Department of Electrical Engineering and Computer Sciences, University of California, Berkeley, CA 94720.
Department of Statistics, University of California, Berkeley, CA 94720.
Proc Natl Acad Sci U S A. 2022 Oct 25;119(43):e2204569119. doi: 10.1073/pnas.2204569119. Epub 2022 Oct 18.
Many applications of machine-learning methods involve an iterative protocol in which data are collected, a model is trained, and then outputs of that model are used to choose what data to consider next. For example, a data-driven approach for designing proteins is to train a regression model to predict the fitness of protein sequences and then use it to propose new sequences believed to exhibit greater fitness than observed in the training data. Since validating designed sequences in the wet laboratory is typically costly, it is important to quantify the uncertainty in the model's predictions. This is challenging because of a characteristic type of distribution shift between the training and test data that arises in the design setting-one in which the training and test data are statistically dependent, as the latter is chosen based on the former. Consequently, the model's error on the test data-that is, the designed sequences-has an unknown and possibly complex relationship with its error on the training data. We introduce a method to construct confidence sets for predictions in such settings, which account for the dependence between the training and test data. The confidence sets we construct have finite-sample guarantees that hold for any regression model, even when it is used to choose the test-time input distribution.
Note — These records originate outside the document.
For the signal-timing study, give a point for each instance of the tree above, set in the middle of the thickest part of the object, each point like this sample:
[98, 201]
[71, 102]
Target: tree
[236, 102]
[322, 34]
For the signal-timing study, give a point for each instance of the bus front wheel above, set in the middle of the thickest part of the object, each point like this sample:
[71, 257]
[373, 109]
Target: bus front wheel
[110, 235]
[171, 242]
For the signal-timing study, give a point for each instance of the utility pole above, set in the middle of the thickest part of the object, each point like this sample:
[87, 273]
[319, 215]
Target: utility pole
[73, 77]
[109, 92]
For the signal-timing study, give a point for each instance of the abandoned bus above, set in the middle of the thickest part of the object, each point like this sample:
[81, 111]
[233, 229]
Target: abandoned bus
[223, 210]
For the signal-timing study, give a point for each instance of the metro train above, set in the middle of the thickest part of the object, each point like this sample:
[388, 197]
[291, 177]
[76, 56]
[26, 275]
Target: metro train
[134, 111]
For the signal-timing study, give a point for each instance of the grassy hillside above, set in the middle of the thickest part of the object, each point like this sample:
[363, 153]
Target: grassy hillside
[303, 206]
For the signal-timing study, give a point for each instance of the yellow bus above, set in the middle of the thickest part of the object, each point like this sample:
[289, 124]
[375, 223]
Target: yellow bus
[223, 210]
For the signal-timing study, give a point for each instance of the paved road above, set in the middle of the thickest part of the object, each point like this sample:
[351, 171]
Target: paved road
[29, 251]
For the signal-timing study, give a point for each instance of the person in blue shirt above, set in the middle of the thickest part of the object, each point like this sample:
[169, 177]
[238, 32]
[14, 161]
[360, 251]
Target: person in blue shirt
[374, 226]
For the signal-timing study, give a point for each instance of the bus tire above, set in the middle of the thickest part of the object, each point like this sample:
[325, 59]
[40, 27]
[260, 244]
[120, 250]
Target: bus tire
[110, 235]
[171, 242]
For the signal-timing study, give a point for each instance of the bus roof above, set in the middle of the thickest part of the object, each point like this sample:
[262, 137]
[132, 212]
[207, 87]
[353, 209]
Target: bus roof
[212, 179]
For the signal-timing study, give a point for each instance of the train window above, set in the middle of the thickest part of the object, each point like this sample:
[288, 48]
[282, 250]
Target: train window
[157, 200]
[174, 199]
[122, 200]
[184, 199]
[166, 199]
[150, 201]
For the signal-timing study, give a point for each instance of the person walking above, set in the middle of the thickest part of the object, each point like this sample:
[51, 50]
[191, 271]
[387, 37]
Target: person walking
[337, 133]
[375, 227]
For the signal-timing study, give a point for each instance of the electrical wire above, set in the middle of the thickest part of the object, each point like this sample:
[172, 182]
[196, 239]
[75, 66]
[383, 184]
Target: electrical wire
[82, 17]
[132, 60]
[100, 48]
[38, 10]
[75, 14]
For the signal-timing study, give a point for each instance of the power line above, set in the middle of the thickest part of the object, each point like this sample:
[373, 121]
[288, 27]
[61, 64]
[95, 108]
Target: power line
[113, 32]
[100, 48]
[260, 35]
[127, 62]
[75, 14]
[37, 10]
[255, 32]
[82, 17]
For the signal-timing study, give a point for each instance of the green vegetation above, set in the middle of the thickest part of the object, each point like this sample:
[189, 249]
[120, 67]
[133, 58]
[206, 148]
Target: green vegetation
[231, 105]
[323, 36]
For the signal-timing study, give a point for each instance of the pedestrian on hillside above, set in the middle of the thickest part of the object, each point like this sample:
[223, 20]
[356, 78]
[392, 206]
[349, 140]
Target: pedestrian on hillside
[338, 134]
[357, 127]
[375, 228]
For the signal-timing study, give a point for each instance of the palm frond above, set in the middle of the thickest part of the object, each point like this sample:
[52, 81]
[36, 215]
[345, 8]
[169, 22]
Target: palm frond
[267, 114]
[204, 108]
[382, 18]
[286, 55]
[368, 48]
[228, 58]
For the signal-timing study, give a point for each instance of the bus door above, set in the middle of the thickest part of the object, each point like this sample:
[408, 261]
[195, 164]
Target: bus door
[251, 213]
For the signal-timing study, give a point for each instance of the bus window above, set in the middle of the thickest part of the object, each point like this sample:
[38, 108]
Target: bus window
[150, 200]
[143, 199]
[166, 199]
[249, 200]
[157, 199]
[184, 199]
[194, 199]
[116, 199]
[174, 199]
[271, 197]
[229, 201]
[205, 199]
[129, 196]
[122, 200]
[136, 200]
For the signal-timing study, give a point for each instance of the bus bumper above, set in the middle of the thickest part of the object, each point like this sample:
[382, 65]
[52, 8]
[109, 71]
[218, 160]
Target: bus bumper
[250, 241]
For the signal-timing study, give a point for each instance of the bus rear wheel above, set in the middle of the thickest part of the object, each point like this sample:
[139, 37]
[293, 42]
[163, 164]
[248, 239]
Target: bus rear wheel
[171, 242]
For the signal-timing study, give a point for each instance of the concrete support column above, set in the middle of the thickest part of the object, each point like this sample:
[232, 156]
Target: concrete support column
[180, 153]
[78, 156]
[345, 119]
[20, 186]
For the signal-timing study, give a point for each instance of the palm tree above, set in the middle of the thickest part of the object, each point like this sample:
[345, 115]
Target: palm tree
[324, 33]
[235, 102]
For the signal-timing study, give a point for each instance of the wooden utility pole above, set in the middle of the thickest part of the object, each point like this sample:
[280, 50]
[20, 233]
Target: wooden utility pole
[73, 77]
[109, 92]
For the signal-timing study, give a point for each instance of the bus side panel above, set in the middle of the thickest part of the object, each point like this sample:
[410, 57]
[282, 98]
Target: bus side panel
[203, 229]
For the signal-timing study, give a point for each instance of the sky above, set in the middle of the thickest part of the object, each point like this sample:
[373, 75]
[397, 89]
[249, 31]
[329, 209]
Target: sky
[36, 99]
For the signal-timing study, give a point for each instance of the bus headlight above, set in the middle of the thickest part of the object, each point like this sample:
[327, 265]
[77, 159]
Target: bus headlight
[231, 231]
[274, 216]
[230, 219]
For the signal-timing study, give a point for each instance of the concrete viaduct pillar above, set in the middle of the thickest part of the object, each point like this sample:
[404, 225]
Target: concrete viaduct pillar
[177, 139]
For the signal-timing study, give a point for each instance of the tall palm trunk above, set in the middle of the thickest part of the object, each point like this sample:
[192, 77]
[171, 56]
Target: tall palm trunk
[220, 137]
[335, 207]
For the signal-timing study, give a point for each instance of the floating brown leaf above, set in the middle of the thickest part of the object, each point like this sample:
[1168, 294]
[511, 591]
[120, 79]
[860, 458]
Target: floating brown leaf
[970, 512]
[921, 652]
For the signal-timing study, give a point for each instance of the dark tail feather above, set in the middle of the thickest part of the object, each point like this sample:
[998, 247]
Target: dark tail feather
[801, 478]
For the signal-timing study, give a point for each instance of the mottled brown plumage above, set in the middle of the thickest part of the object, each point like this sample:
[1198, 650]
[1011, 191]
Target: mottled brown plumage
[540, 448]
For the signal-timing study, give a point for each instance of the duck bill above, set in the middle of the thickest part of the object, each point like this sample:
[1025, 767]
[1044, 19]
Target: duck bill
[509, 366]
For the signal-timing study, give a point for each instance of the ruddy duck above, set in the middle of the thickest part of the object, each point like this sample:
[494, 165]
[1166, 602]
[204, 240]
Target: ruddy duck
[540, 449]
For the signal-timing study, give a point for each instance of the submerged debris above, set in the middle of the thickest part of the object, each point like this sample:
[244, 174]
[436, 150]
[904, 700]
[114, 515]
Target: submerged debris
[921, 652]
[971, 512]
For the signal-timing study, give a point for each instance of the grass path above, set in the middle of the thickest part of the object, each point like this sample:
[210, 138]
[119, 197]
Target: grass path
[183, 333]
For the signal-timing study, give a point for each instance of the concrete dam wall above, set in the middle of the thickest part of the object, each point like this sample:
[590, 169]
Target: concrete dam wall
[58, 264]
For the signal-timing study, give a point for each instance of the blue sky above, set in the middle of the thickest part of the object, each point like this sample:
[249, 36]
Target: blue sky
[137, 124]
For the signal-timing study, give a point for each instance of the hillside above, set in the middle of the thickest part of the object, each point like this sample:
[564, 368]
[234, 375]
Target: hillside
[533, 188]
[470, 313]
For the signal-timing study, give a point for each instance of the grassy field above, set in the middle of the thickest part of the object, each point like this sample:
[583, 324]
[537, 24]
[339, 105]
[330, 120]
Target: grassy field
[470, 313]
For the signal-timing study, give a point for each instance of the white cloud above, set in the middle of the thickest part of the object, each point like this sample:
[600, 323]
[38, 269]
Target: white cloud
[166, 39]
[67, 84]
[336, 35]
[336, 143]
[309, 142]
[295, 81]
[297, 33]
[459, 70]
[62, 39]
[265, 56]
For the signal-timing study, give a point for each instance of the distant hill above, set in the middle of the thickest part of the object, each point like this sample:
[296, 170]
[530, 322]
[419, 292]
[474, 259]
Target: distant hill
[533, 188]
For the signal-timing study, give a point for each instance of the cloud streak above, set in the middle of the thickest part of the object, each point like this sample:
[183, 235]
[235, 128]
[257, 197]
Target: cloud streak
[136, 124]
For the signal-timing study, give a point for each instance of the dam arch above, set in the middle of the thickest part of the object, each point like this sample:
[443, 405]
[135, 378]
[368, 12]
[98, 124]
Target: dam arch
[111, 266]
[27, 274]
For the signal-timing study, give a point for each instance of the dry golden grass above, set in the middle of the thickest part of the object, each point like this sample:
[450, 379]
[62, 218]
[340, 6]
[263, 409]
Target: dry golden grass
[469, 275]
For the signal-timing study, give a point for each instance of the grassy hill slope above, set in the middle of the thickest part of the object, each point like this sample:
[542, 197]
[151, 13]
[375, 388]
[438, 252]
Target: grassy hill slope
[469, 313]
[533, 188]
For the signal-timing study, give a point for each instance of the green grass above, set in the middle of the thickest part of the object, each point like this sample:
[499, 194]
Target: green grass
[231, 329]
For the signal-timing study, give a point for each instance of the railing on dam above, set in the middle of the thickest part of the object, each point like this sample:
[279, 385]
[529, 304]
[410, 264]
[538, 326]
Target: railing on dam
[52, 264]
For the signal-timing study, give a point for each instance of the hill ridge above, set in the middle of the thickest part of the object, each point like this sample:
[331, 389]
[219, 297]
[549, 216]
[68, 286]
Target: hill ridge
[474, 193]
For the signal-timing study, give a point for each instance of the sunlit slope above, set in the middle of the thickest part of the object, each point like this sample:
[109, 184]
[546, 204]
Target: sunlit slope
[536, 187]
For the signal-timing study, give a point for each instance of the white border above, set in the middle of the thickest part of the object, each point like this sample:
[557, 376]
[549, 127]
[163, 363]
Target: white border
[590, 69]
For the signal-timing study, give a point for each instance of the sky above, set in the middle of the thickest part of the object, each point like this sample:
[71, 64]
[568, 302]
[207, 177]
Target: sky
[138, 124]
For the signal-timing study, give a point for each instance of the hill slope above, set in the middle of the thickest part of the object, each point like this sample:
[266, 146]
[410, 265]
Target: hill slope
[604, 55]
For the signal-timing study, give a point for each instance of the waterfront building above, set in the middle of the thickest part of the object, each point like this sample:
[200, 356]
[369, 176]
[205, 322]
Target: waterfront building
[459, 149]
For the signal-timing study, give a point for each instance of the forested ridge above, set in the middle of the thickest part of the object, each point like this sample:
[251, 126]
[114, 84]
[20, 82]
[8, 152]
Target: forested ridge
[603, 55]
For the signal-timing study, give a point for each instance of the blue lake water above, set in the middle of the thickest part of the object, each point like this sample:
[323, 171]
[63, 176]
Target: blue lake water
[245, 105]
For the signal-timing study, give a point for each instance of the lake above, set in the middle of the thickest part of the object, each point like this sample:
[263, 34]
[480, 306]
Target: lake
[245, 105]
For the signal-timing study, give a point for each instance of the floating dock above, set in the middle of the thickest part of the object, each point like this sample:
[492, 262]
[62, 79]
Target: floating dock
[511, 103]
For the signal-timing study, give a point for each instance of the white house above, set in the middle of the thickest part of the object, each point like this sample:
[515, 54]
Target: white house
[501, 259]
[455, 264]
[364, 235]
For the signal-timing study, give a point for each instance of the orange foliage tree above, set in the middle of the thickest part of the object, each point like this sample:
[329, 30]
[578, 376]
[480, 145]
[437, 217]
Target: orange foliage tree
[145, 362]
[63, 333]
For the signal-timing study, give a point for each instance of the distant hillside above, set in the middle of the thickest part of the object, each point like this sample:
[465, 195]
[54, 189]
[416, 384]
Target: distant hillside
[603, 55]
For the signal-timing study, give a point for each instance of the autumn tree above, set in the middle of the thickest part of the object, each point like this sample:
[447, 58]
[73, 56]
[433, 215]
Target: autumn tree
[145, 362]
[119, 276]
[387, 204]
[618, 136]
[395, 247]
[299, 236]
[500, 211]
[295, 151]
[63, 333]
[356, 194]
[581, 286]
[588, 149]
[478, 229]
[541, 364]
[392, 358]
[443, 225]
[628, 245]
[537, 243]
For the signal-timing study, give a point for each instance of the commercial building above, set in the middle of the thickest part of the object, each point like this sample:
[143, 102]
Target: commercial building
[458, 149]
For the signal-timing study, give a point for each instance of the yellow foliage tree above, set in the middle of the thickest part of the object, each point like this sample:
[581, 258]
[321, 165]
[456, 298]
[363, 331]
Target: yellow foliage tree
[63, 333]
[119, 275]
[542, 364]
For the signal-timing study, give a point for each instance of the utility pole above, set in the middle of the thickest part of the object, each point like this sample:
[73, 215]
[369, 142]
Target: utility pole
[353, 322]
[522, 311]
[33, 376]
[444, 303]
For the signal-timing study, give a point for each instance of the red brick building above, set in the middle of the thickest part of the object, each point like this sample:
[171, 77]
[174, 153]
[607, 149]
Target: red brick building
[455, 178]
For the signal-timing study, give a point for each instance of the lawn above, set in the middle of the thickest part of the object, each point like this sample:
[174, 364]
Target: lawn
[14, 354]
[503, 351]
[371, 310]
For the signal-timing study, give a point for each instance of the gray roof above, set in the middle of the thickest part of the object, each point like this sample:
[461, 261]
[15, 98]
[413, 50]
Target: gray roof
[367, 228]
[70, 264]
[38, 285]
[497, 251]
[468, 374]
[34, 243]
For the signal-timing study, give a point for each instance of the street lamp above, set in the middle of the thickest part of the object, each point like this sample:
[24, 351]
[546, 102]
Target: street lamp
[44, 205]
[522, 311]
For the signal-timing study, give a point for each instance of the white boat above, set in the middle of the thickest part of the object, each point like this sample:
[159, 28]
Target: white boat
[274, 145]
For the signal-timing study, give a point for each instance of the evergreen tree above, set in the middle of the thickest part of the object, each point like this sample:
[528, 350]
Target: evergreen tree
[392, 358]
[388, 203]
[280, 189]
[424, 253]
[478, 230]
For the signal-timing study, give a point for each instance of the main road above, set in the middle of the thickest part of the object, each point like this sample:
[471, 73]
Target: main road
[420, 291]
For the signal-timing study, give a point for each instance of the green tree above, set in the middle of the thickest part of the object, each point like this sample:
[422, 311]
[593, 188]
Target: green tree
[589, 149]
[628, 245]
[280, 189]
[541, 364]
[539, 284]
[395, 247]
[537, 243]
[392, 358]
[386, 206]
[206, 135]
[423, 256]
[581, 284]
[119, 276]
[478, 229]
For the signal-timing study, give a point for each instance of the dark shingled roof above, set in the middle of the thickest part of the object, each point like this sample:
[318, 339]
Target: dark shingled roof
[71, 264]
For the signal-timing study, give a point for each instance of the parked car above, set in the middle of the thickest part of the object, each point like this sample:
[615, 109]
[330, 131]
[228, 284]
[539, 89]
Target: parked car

As a motivating use case, we use real datasets to demonstrate how our method quantifies uncertainty for the predicted fitness of designed proteins and can therefore be used to select design algorithms that achieve acceptable tradeoffs between high predicted fitness and low predictive uncertainty.
许多机器学习方法的应用都涉及一个迭代协议,在该协议中,数据被收集,模型被训练,然后该模型的输出用于选择下一步要考虑的数据。例如,设计蛋白质的一种数据驱动方法是训练回归模型来预测蛋白质序列的适应性,然后使用它来提出新的序列,这些序列被认为比训练数据中观察到的适应性更强。由于在湿实验室中验证设计序列通常成本高昂,因此量化模型预测的不确定性非常重要。这是具有挑战性的,因为在设计环境中会出现训练数据和测试数据之间的一种特征分布转移,即训练数据和测试数据在统计学上是相关的,因为后者是根据前者选择的。因此,模型在测试数据上的误差(即设计序列)与其在训练数据上的误差之间存在未知的、可能复杂的关系。我们引入了一种在这种情况下构建预测置信集的方法,该方法考虑了训练数据和测试数据之间的相关性。我们构建的置信集具有有限样本保证,适用于任何回归模型,即使它被用于选择测试时的输入分布。作为一个有启发性的用例,我们使用真实数据集演示了我们的方法如何量化设计蛋白质预测适应性的不确定性,因此可以用于选择在高预测适应性和低预测不确定性之间实现可接受权衡的设计算法。